Your zeal for extending the boundaries of that church in which you minister, is both natural and just: I participate in it with all the feelings of my heart. It is an object which has my prayers, and shall, by God’s assistance, through life command my services. But I will not set her up as the entire and only spouse of Christ: for how can I then curse those whom God hath not cursed?—Away with those superannuated fears, that she must grow barren because her younger sisters are fruitful. I have no doubt but both she and they have “borne many an illustrious child of God” [40a] to their heavenly bridegroom, and will continue to bear many more. I lament with you, that they prefer their Gerizim to our Zion: but I must not therefore refuse to have any dealings [40b] with them, or to entertain any charity for them. If they worship God in spirit and truth, if with the heart they believe on the Lord Jesus unto righteousness, if they “agree in the essentials of our most holy faith, and look for pardon through the merits and intercession of the Saviour,” I cannot, I dare not, I will not put them out of the covenant of grace and mercy and peace. Aliens from our external commonwealth, they are yet fellow-citizens with the saints: and though the earthly Jerusalem disclaim them, they will hereafter be acknowledged by the Jerusalem above—the mother of us all. [40c]

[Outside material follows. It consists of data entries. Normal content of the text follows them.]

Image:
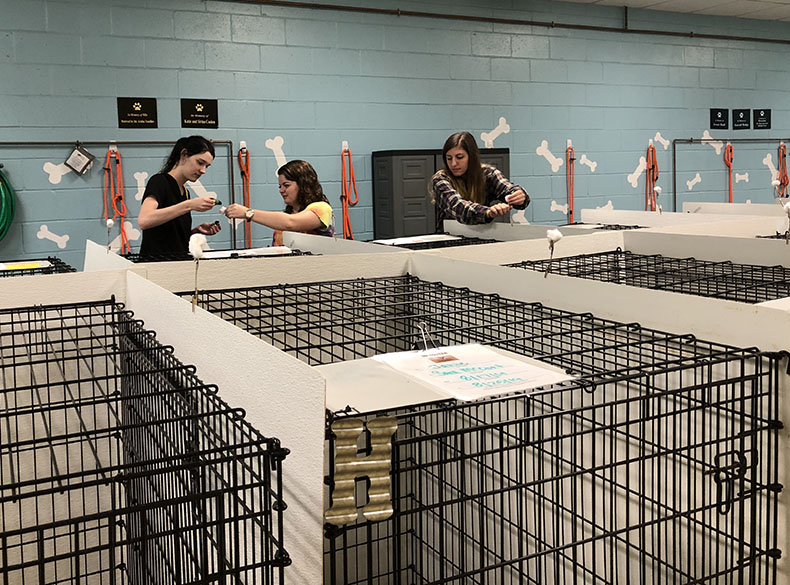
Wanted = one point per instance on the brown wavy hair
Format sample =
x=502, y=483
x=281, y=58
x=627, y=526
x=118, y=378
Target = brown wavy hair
x=303, y=174
x=470, y=186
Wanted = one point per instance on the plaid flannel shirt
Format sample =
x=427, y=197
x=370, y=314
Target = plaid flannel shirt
x=450, y=204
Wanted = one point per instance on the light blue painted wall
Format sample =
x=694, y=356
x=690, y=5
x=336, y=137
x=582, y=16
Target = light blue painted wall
x=381, y=82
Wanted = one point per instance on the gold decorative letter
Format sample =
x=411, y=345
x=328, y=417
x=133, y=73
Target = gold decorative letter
x=348, y=467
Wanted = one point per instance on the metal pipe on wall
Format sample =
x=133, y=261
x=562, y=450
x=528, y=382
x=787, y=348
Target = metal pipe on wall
x=515, y=21
x=677, y=141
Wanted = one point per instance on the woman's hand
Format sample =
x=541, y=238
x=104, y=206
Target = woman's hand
x=497, y=210
x=235, y=211
x=208, y=229
x=516, y=198
x=202, y=204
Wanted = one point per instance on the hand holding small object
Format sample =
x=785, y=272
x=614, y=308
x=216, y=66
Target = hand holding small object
x=235, y=211
x=202, y=204
x=498, y=209
x=516, y=198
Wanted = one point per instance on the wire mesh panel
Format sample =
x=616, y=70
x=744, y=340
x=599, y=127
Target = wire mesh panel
x=118, y=465
x=657, y=465
x=49, y=265
x=662, y=476
x=747, y=283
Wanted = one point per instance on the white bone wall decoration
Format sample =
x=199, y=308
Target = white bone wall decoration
x=664, y=142
x=695, y=181
x=543, y=150
x=45, y=234
x=489, y=137
x=132, y=233
x=140, y=178
x=633, y=178
x=276, y=146
x=56, y=172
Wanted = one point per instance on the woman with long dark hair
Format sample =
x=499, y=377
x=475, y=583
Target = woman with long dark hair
x=467, y=190
x=307, y=210
x=165, y=215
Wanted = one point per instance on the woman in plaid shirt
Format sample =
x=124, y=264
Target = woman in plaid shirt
x=468, y=191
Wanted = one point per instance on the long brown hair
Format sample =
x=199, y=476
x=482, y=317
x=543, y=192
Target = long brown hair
x=304, y=175
x=471, y=186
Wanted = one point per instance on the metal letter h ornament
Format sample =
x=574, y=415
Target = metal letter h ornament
x=348, y=467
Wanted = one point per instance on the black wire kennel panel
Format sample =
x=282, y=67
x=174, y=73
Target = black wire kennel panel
x=118, y=465
x=326, y=322
x=668, y=475
x=49, y=265
x=438, y=244
x=747, y=283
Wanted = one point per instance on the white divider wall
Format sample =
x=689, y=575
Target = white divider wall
x=683, y=221
x=336, y=245
x=742, y=209
x=248, y=272
x=533, y=249
x=52, y=289
x=728, y=322
x=508, y=232
x=282, y=397
x=99, y=258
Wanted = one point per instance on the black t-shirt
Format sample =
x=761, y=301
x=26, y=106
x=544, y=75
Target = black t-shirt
x=172, y=237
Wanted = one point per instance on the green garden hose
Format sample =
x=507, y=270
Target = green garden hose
x=6, y=205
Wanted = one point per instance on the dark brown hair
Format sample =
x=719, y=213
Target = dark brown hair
x=304, y=175
x=471, y=186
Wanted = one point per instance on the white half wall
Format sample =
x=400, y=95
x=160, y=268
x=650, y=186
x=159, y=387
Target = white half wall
x=336, y=245
x=100, y=258
x=733, y=208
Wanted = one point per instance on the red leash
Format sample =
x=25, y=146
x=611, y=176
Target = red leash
x=244, y=169
x=113, y=174
x=651, y=204
x=570, y=175
x=781, y=189
x=728, y=158
x=345, y=192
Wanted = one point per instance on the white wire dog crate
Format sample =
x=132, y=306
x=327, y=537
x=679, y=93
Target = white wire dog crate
x=119, y=466
x=658, y=464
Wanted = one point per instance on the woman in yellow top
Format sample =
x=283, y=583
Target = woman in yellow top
x=307, y=209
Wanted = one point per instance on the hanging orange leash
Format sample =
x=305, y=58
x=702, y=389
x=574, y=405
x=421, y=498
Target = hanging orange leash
x=113, y=176
x=244, y=169
x=728, y=158
x=781, y=189
x=346, y=186
x=651, y=204
x=570, y=175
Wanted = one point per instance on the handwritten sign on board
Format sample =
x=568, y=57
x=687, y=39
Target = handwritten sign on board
x=473, y=371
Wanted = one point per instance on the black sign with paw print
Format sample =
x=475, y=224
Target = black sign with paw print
x=137, y=113
x=199, y=113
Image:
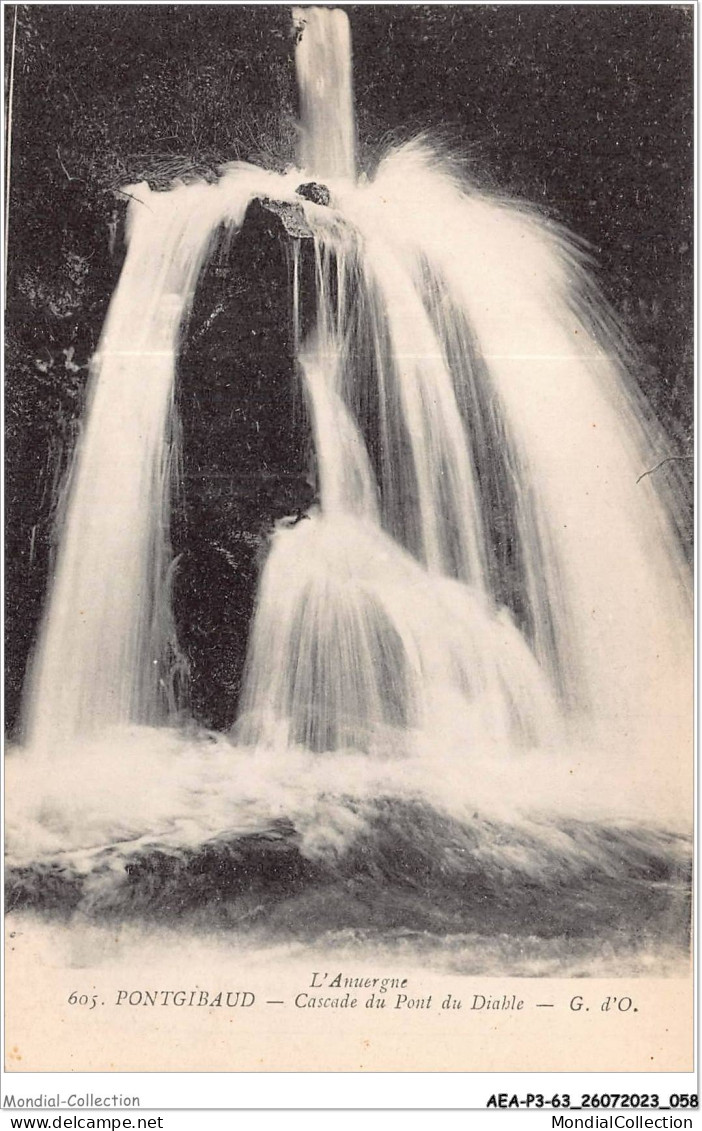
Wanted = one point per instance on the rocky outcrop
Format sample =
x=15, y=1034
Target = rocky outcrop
x=245, y=448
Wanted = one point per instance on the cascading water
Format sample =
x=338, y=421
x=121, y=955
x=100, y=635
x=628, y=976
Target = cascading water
x=486, y=596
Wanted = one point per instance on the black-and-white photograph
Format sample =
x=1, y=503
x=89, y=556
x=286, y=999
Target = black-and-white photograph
x=348, y=378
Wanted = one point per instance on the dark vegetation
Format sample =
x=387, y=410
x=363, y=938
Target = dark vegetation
x=586, y=111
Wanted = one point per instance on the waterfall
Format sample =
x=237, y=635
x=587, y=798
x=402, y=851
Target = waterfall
x=323, y=67
x=485, y=559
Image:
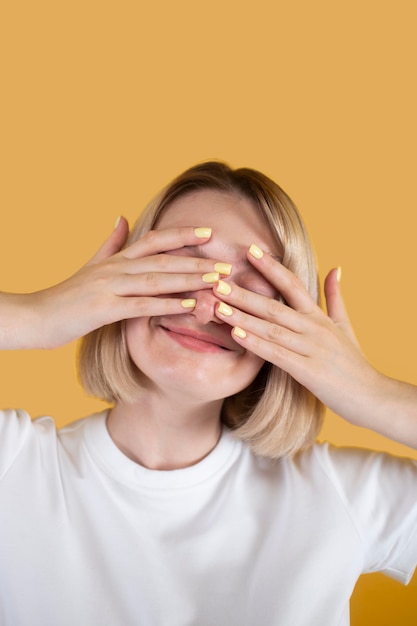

But the treason can no longer be dissembled; the eleventh article of the Society’s constitution proclaims it: that article purports, that “the committee (which is to conduct the business of the Society, appoint all officers except the treasurer, have power to call special meetings, and are charged with procuring for the Society suitable patronage) shall consist of thirty-six laymen; of whom, twenty-four, who shall have most frequently attended, shall be eligible for re-election for the ensuing year; six shall be foreigners resident in London or its vicinity; half the remainder shall be members of the church of England, and the other half members of other denominations of Christians!!!”

We have here (say you) a standing majority against the church!” and then, after declaiming, with all the art of the buskin, upon this “death-warrant of the established church,” and with all the prescience of the seer upon the return of the “halcyon days of 1648,” you surround yourself with the imaginary ruins of “our” demolished “Zion,” and make your exit “weeping.” [41] I thought indeed when you played such awkward antics upon “his Lordship’s liberal basis,” that every thing was not right. I could not but regard the laugh in which you indulged, as a symptom of something very different from humour; and I have not been deceived. It was, I perceive, a moody laugh, and has ended, as all such hysterical affections do, in a flood of tears. As the fit is now over, we may examine this treasonable article, with a better chance of coming to a mutual understanding upon it.